Others may differ, but I think that if in ANY language you code a hex constant 
then what you asked for is what you get.

I have seen code that, for example, converted character digits to binary by 
subtracting 0x30. Guess what? Does not work for EBCDIC. I don't think any 
language converter should presume that 0x30 really means 0xf0, or that \xa0 
means anything other than 0xa0. 

I feel the pain of anyone attempting to port code that has "characters" (in any 
sense of the word) coded in hex between EBCDIC and ASCII, but I just don't 
think any compiler should process \xa0 as anything other than 0xa0.

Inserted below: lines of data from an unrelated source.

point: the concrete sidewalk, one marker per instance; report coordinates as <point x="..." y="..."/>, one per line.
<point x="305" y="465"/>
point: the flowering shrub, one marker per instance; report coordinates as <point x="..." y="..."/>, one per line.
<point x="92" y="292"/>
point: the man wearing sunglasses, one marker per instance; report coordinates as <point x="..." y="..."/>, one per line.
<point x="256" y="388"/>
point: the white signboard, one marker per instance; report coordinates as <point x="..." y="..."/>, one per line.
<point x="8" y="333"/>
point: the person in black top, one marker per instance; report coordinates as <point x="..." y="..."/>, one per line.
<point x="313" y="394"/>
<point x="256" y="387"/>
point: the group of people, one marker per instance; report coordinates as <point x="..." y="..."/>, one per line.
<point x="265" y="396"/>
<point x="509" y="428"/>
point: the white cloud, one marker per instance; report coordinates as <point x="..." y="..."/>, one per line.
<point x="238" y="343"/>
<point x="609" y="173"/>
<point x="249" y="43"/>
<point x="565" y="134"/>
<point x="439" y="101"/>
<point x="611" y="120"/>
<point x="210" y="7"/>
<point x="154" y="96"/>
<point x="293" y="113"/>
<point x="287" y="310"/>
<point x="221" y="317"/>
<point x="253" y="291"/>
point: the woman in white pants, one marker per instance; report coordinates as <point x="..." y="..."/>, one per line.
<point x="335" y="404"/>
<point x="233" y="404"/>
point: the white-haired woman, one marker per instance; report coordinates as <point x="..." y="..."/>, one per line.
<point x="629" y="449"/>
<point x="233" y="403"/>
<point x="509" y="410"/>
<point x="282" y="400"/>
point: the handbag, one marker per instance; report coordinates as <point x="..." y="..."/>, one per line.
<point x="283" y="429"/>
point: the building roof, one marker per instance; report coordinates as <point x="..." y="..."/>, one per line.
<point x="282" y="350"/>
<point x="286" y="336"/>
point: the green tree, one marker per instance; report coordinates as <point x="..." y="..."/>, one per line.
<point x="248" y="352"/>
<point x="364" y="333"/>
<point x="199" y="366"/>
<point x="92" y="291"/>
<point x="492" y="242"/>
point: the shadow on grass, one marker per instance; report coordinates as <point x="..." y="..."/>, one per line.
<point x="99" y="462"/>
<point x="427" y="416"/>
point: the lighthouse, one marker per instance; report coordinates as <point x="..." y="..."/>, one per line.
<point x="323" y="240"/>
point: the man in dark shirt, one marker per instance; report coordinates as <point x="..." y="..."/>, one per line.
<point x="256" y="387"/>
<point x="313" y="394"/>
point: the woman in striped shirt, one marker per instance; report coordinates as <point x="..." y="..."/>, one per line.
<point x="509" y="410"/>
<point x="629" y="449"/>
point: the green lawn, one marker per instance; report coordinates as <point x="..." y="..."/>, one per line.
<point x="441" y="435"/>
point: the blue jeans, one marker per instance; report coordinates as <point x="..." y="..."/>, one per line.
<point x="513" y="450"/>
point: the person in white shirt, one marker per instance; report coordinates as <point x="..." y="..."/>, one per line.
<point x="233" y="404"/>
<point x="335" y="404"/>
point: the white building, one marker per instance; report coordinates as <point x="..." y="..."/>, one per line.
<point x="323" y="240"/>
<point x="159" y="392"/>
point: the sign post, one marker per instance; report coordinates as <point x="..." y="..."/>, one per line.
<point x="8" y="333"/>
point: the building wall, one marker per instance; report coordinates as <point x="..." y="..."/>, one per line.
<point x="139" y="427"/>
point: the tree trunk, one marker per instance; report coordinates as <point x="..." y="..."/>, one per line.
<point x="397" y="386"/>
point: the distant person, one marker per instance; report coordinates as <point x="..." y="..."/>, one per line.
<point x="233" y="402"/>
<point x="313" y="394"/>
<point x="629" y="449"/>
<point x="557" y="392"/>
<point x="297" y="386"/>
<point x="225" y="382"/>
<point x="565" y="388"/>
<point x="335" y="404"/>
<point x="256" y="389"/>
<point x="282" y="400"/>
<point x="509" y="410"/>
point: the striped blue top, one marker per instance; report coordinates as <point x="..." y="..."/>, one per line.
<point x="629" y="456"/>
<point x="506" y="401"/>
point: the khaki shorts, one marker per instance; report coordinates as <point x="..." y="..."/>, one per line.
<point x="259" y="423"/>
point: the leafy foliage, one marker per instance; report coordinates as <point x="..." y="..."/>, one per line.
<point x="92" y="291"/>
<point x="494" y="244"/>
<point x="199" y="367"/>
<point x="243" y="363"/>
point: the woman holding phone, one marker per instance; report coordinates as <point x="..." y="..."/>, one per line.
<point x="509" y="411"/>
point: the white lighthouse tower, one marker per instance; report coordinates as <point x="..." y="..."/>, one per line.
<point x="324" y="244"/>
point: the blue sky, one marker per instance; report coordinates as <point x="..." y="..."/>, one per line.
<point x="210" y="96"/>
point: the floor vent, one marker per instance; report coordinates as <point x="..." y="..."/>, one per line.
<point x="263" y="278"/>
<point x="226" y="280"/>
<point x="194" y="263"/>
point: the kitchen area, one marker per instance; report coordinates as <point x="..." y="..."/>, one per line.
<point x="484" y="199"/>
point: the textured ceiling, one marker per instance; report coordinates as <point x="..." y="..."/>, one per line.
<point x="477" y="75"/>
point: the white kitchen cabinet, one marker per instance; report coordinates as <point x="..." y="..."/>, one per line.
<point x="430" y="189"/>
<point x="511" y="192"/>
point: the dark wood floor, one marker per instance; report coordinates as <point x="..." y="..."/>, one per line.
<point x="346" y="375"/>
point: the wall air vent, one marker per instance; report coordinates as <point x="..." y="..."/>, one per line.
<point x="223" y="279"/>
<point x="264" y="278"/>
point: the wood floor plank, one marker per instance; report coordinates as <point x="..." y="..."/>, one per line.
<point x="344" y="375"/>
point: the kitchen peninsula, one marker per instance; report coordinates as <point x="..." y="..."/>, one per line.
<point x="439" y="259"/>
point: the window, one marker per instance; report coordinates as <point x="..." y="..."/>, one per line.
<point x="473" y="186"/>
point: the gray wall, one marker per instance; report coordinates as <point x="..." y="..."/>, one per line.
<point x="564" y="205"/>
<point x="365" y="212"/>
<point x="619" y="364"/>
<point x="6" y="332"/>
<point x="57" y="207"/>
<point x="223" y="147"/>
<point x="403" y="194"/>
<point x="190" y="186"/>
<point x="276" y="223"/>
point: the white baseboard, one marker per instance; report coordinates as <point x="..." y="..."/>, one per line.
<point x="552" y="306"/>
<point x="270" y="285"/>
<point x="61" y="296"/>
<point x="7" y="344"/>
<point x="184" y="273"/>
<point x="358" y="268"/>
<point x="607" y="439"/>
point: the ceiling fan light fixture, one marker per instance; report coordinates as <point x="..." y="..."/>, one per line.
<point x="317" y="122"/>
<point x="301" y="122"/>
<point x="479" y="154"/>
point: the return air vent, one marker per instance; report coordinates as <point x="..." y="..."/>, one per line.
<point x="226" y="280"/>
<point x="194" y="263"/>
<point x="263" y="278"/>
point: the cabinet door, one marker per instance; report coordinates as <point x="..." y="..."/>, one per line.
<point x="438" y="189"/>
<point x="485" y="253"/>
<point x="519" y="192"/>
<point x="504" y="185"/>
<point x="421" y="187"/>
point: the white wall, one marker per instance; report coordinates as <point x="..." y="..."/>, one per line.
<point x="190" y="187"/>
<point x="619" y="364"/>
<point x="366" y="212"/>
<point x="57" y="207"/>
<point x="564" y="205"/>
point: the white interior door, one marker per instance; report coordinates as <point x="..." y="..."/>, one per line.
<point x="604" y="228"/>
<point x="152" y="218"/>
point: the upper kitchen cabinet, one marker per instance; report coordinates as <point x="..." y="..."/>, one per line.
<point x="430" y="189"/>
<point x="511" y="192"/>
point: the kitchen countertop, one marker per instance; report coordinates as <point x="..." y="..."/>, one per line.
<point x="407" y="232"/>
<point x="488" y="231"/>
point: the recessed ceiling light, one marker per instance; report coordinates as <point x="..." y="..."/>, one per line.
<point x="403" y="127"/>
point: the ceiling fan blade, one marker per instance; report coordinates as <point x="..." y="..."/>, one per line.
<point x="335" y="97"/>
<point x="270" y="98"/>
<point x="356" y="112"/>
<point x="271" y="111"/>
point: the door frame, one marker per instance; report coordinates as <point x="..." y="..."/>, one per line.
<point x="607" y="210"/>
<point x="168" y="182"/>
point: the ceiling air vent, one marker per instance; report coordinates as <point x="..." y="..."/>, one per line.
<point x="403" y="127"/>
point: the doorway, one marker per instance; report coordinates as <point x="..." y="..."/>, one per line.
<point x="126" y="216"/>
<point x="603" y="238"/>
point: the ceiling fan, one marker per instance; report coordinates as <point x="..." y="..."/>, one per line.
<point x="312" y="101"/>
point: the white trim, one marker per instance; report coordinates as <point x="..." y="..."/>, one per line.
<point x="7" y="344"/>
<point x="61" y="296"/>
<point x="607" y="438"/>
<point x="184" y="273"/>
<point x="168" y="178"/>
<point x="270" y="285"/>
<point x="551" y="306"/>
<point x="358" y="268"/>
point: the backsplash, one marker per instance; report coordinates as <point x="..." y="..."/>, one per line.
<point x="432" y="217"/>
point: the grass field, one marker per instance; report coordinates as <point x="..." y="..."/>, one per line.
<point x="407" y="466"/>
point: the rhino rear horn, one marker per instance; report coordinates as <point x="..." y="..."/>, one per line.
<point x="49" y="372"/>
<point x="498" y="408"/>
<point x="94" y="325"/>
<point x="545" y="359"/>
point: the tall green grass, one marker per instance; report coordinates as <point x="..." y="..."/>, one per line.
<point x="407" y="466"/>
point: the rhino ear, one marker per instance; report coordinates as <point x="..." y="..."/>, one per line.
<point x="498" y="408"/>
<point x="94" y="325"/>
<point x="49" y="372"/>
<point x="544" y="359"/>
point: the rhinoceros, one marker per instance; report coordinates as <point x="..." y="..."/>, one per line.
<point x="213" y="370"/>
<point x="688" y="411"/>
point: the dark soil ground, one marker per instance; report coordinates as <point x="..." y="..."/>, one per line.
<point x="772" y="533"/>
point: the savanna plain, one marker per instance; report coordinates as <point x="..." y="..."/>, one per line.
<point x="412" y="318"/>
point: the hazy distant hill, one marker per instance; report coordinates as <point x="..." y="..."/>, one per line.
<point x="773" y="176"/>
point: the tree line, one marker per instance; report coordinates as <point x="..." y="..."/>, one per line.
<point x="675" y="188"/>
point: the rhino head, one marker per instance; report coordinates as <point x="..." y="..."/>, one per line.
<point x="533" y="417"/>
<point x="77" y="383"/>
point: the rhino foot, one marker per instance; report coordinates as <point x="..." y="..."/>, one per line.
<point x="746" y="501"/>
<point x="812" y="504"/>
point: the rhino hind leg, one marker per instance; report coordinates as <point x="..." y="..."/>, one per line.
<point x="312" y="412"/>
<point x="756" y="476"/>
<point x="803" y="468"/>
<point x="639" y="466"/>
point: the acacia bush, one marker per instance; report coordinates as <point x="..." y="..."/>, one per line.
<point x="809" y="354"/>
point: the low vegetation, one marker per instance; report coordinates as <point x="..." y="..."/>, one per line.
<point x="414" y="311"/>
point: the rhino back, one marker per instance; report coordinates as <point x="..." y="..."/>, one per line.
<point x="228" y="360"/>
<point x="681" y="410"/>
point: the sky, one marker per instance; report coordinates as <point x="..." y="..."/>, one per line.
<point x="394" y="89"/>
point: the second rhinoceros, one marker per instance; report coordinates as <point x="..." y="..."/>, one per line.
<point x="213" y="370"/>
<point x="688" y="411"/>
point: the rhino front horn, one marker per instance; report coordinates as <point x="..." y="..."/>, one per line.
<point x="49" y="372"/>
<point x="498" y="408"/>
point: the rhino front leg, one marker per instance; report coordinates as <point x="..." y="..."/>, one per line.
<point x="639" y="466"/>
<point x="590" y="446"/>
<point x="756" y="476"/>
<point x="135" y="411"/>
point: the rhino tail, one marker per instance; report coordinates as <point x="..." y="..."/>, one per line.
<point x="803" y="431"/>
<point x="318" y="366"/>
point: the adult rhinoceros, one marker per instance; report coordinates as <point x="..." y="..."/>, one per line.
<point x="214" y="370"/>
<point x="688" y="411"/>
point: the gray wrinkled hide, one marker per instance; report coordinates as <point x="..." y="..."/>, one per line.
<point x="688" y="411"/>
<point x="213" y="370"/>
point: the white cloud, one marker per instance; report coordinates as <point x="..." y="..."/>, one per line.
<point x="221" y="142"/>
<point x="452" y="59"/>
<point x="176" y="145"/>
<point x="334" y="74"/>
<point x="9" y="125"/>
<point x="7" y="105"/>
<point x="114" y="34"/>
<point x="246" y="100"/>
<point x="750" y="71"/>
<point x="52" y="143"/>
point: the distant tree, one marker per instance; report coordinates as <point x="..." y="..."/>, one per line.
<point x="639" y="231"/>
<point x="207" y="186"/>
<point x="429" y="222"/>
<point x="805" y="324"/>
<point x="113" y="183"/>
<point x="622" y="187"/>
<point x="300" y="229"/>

If I were porting such code, I might attempt to solve the problem with macros, 
or by front-ending printf(), or by putting all such character strings in a 
static array and translating them at startup, or ...

Charles

-----Original Message-----
From: IBM Mainframe Discussion List [mailto:[email protected]] On Behalf 
Of Paul Gilmartin
Sent: Monday, November 03, 2014 4:44 PM
To: [email protected]
Subject: Re: C Language: non-EBCDIC characters in literal strings.

On Mon, 3 Nov 2014 15:49:44 -0800, Charles Mills wrote:

>#define A(name) \
>_Pragma ( "convert(codepage)" ) \
>char name[] "foo"; \
>_Pragma ( "convert(pop)" )
>
>(untested) is close to what you want. ("You can't always get what you 
>want." -- Mick Jagger)
>
I'm unfamilar with the alternative form, "_Pragma" (and a lot of other stuff).

But suppose I want to use A in other contexts, such as printf()?  Would the 
following work likewise?:


>#define  \
>_Pragma ( "convert(codepage)" ) \
> "foo" \
>_Pragma ( "convert(pop)" )

Then either or both of of:

char name[] A;
printf( "%s/n", A );

And it still leaves the feature (problem?) of not converting octal/hex escape 
sequences, teeming in ported ASCII source code in which they refer to ASCII 
code points needing conversion to EBCDIC, not literal EBCDIC code points.